Гроувс был рад, что эта мысль получила официальную поддержку.
— Разумеется, нет.
— Я не знал мистера Эйнсли, — сказал Болан, — но профессор Смитон одно время был близок к моей семье. Полковник Маннок также; я воевал с ним в Крыму, уберег его от ранения в ногу. Словом, я имел сношения с обоими.
— Мне говорили об этом, и я разделяю ваше горе.
— Горе… да. — Болан выговорил это слово с некоторым неодобрением и пристально посмотрел на Гроувса, как бы прикидывая, что ему лучше сказать. — Вы ведь уже давно на службе, инспектор, — произнес он, как бы проверяя свою память.
— Двадцать лет и три недели, лорд-мэр.
— Главный инспектор Смит говорил мне, что вы упорный следователь.
— Мне бы хотелось так думать.
— И надежный, как осел, сказал он.
— Он так сказал?
Теребя рукоятку меча, Болан смущенно сжал ее.
— Могу я… могу я довериться вам, инспектор?
— Разумеется, лорд-мэр.
— Я бы хотел, чтобы все осталось между нами.
— Разумеется. — Гроувс был польщен.
Болан понизил голос:
— Оба — Смитон и Маннок — да, я давно знал их и никогда не буду этого отрицать. Но я не был им другом.
Гроувс кивнул:
— Понимаю, лорд-мэр.
— Каким там другом — противником, — продолжал Болан и, пристально посмотрев на Гроувса, решил пойти еще дальше. — Они были богобоязненными людьми, оба, но обладали тем, что я считал крайними добродетелями…
Гроувс кивнул.
— Крайними, — повторил Болан. — Идеалами, которые я не разделял и которые не мог одобрять. Когда-то — так давно, что я уже почти не помню, — они просили меня стать членом какого-то клуба или круга.
— Зеркального общества? — спросил Гроувс.
— Какого общества?
— Зеркального общества.
— Зеркального?.. — Болан покачал головой. — Нет, я ничего такого не слышал. Но знаю, что они по неизвестным мне причинам искали опытного врача.

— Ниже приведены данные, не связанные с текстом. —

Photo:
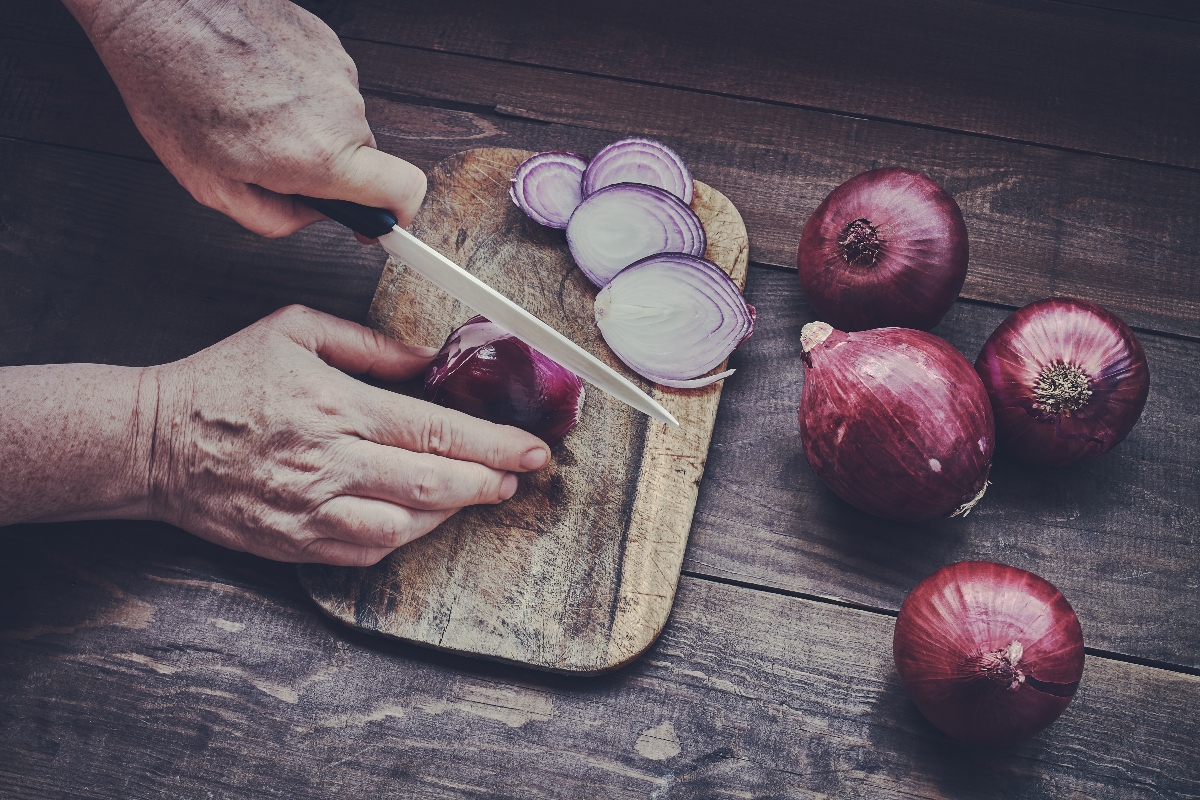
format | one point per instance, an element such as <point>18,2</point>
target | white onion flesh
<point>624,223</point>
<point>549,186</point>
<point>640,161</point>
<point>673,317</point>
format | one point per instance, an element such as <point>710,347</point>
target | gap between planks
<point>1165,666</point>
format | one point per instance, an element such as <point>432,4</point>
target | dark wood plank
<point>108,259</point>
<point>137,662</point>
<point>1045,72</point>
<point>1181,10</point>
<point>1059,73</point>
<point>1115,534</point>
<point>1042,221</point>
<point>40,20</point>
<point>148,276</point>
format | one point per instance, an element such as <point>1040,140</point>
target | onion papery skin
<point>1077,334</point>
<point>640,161</point>
<point>895,421</point>
<point>549,186</point>
<point>949,632</point>
<point>489,373</point>
<point>904,268</point>
<point>673,317</point>
<point>624,223</point>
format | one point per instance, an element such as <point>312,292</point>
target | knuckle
<point>441,434</point>
<point>429,487</point>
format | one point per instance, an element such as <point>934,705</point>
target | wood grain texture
<point>1116,534</point>
<point>138,662</point>
<point>1042,222</point>
<point>1048,72</point>
<point>1181,10</point>
<point>579,570</point>
<point>109,260</point>
<point>149,276</point>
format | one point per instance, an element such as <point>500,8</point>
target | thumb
<point>255,208</point>
<point>352,348</point>
<point>377,179</point>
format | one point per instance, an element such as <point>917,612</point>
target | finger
<point>424,481</point>
<point>352,348</point>
<point>366,522</point>
<point>390,419</point>
<point>257,209</point>
<point>375,178</point>
<point>339,553</point>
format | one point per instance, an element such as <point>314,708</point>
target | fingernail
<point>534,458</point>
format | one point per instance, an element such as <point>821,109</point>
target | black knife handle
<point>360,218</point>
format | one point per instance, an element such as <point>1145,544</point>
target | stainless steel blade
<point>465,287</point>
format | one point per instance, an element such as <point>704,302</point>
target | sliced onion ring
<point>623,223</point>
<point>549,186</point>
<point>673,317</point>
<point>640,161</point>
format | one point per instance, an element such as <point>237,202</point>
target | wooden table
<point>137,661</point>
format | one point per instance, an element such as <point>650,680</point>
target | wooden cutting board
<point>577,571</point>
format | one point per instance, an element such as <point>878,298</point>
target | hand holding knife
<point>473,293</point>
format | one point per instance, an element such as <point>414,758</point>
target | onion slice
<point>673,317</point>
<point>640,161</point>
<point>549,186</point>
<point>623,223</point>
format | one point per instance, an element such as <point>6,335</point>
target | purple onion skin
<point>887,248</point>
<point>1051,431</point>
<point>487,373</point>
<point>954,647</point>
<point>895,421</point>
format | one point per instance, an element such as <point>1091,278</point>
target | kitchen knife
<point>473,293</point>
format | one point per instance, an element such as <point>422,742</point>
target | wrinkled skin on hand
<point>247,102</point>
<point>263,443</point>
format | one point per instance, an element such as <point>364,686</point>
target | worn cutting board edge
<point>671,459</point>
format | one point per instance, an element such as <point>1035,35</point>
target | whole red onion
<point>990,654</point>
<point>1067,380</point>
<point>894,421</point>
<point>489,373</point>
<point>886,248</point>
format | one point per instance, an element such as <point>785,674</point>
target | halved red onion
<point>1067,379</point>
<point>895,421</point>
<point>990,654</point>
<point>621,224</point>
<point>486,372</point>
<point>640,161</point>
<point>673,317</point>
<point>549,186</point>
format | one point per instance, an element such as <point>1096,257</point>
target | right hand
<point>263,443</point>
<point>249,102</point>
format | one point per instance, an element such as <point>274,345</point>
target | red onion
<point>640,161</point>
<point>886,248</point>
<point>486,372</point>
<point>673,317</point>
<point>894,421</point>
<point>1067,380</point>
<point>619,224</point>
<point>990,654</point>
<point>549,186</point>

— Они вам что-нибудь рассказывали? — спросил заинтригованный Гроувс.
— Клуб был совершенно тайным и такого рода, что я увидел в нем угрозу.
— Они угрожали вам?
— Нет-нет, ничего подобного, инспектор, но я боюсь… Я боюсь, наши разногласия зашли слишком далеко. И боюсь, если бы столь длительный конфликт стал достоянием общественности… то, возможно, на меня самого пали бы подозрения в этом ужасном деле.